PC Magazine columnist John C. Dvorak misses the point in his criticism of the One Laptop Per Child project
As a veteran of Operation Enduring Freedom who has provided humanitarian assistance to communities in South Asia, I can tell you this: one of the most powerful tools you can give people is access to information. A cheap piece of technology, such as a shortwave radio, can be invaluable for villages, teaching them about the outside world, democracy, freedom of choice, the right to free speech, and about the power of education. These ideas alone help communities realize that insurgents who used to be the ruling party in their country have kept them in the dark, controlling them by keeping ideas of freedom away.

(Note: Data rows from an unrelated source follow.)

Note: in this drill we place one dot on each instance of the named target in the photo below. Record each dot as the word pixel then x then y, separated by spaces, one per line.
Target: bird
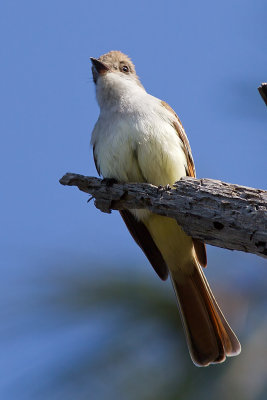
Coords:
pixel 139 138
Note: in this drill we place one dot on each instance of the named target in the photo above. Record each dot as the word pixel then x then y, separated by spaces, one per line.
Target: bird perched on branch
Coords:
pixel 139 138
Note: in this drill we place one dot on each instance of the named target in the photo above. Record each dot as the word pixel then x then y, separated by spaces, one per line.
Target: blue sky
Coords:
pixel 205 59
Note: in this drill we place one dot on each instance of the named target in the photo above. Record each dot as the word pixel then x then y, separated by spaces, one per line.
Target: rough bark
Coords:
pixel 221 214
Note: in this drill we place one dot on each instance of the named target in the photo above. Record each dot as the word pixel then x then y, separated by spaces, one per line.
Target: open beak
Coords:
pixel 98 68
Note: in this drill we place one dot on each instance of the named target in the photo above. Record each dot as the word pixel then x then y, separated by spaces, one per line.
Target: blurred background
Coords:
pixel 84 316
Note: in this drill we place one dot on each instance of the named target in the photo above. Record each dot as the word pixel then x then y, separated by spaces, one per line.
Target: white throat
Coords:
pixel 114 90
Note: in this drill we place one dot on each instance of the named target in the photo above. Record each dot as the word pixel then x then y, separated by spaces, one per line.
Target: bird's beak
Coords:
pixel 100 67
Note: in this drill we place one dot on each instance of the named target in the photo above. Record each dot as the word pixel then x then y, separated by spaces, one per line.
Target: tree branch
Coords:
pixel 221 214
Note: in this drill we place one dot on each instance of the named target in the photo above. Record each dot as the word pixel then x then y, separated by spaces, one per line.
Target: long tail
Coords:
pixel 210 338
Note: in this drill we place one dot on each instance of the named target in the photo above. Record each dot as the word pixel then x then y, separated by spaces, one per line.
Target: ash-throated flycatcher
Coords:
pixel 139 138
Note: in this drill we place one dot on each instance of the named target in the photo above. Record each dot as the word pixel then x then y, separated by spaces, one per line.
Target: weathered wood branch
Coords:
pixel 263 92
pixel 218 213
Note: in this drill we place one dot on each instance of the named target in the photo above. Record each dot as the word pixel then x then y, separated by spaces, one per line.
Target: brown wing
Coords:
pixel 200 247
pixel 143 238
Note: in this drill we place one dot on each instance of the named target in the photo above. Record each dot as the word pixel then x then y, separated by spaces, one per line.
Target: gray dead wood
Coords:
pixel 221 214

No, these ideas are not “Western propaganda” or “brainwashing”, as the region has its own radio stations in local languages. By instinct, human beings want to be free and have choices. It does not take propaganda to instill those instincts. As the production of textbooks also relies on technology (the printing press), shortwave radios or laptops are only a logical evolutionary step in distributing knowledge to the people of the world. Perhaps Mr. Dvorak would suggest that we keep printed materials away from these countries as well. However, since obviously he has not had the personal experience of being confronted by village elders who asked for supplies for a coed public school before asking for food from the Coalition Forces, I will simply dismiss his opinion of the OLPC project as a poorly-researched, credibility-lacking, sophomoric effort in producing technology commentary.